Passolig boykotuyla boş kalan tribünlere inat, hemen her maçını, birçok Anadolu takımının futbol seyircisi ortalamasının çok üstünde bir seyirciye oynadı.
Taraftarın bu teveccühünde en büyük etken, milyonlarca doların döndüğü ve artık “endüstriyel basketbolun” kalelerinden bir haline gelen Eurolig’de, Obradovic’in usta elleriyle biçimlendirdiği amatör ruhlu bir takımın yaratılmasıydı.
Egosu yüksek yıldız oyunculardan bir takım oyuncusu, emekçi yaratmak.
Her maçı bir derse çevirip, yaşını almış oyunculara bile yeni meziyetler kazandırmak.
Bireysel şovlar ve akılla değil, kolektif akıl ve takımın ihtiyaç duyduğu yeteneklerle oynamayı öğretmek.
Her maça aynı disiplin, aynı çalışma temposu, aynı amatör ruhla çıkmak.
Maçın içinde zaman zaman işler kötü gitse bile asla pes etmemek.
Çirkinleşmeden, hakemleri kandırmaya yönelmeden, savaşmak.
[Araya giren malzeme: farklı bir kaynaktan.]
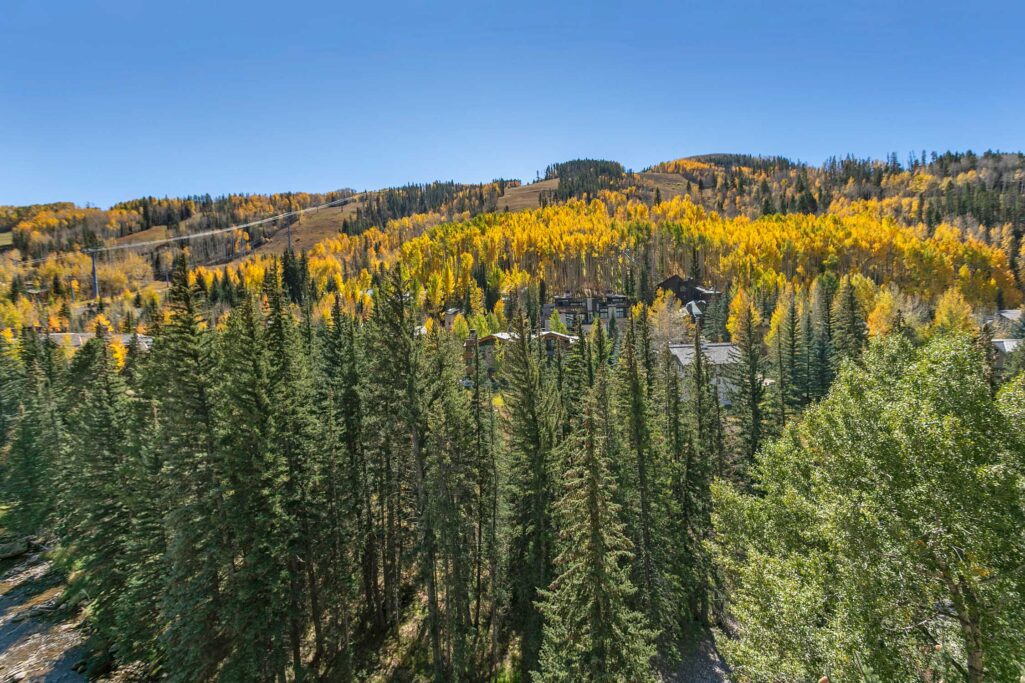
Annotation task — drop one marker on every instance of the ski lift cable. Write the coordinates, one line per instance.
(181, 238)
Bir yandan büyük hedeflere adım adım yaklaşırken, bir yandan yeni genç nesil oyuncuları kazanmak.
Obradovic, memleket spor takımlarının çok uzak olduğu bu değerleri Fenerbahçe erkek basketbol takımına kazandırmayı başardı ve sadece taraftarların çok sevdiği değil, Avrupa’da bütün rakiplerinin saygı ve sempati duyduğu bir takım yarattı.
Evet, bu sene büyük beklenti vardı.
Geçen sene tarihindeki ilk “final four”undan dördüncülükle dönen Fenerbahçe bu seneki performansıyla finale zaten göz kırpıyordu.
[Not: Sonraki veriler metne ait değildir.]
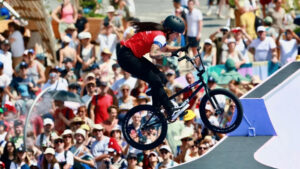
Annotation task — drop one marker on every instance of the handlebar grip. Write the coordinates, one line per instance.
(182, 58)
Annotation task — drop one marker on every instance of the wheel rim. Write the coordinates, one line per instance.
(221, 112)
(144, 128)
Finale kalınca kupa artık bir adım uzaktaydı.
Olmadı.
CSKA gibi 14 yılda 13 “final four” oynayan bir takıma karşı 21 sayı geriye düştükten sonra geri dönüşü gerçekleştirip öne geçmek, ancak Obradovic’in takımının başarabileceği bir basketbol destanıydı. 
O son 2 saniye ve spor dışı faktörler, Eurolig şampiyonluğunun Fenerbahçe’nin ellerinden kaymasına neden oldu.
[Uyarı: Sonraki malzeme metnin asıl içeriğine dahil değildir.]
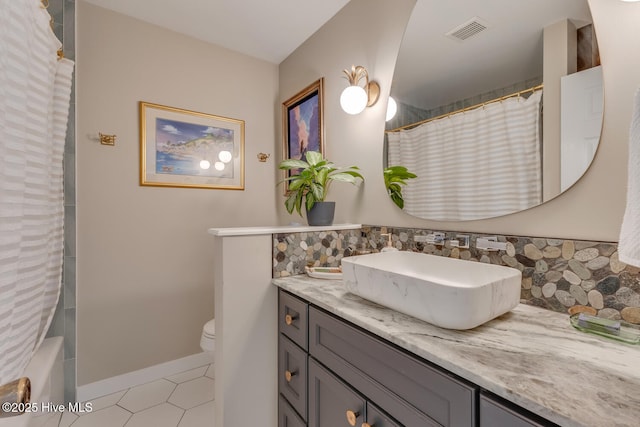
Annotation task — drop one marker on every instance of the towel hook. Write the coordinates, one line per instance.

Eurolig ikinciliği bu maceranın sonu mu?
Hayır, tam tersine her şey yeni başlıyor.
Bu sene Real Madrid, Barcelona, Maccabi, Olypiakos, Panathianikos gibi basketbolda dev bütçeli ve “final four” müdavimi takımları geçmek önemliydi ve Obradovic’in öğrencileri bunu başardı.
Yüreği karartmadan aynı yolda devam edilirse, gelecek sezon çok daha keyifli bir macera sadece memleket basketbolseverlerini değil, bütün sporseverleri bekliyor demektir.
Ne diyordu, Ünlü Edebiyatçı Samuel Beckett, “Hep denedin, hep yenildin. Olsun. Gene dene, gene yenil. Daha iyi yenil.” Ekleyelim, ta ki yenmeyi öğrenene kadar.
Obradovic ve öğrencileri gelecek sezon hiç kuşkunuz olmasın çok daha güzel işlere imza atacaktır.
Asla pes etmeyen, terinin son damlasına kadar amatör bir ruhla savaşan, yıldız olmayı değil takım için emekçi olmayı seçen bu oyuncular bir teşekkürü hak ediyorlar.
Teşekkürler Obradovic, teşekkürler Fenerbahçe erkek basketbol takımı ve emeği geçen herkes.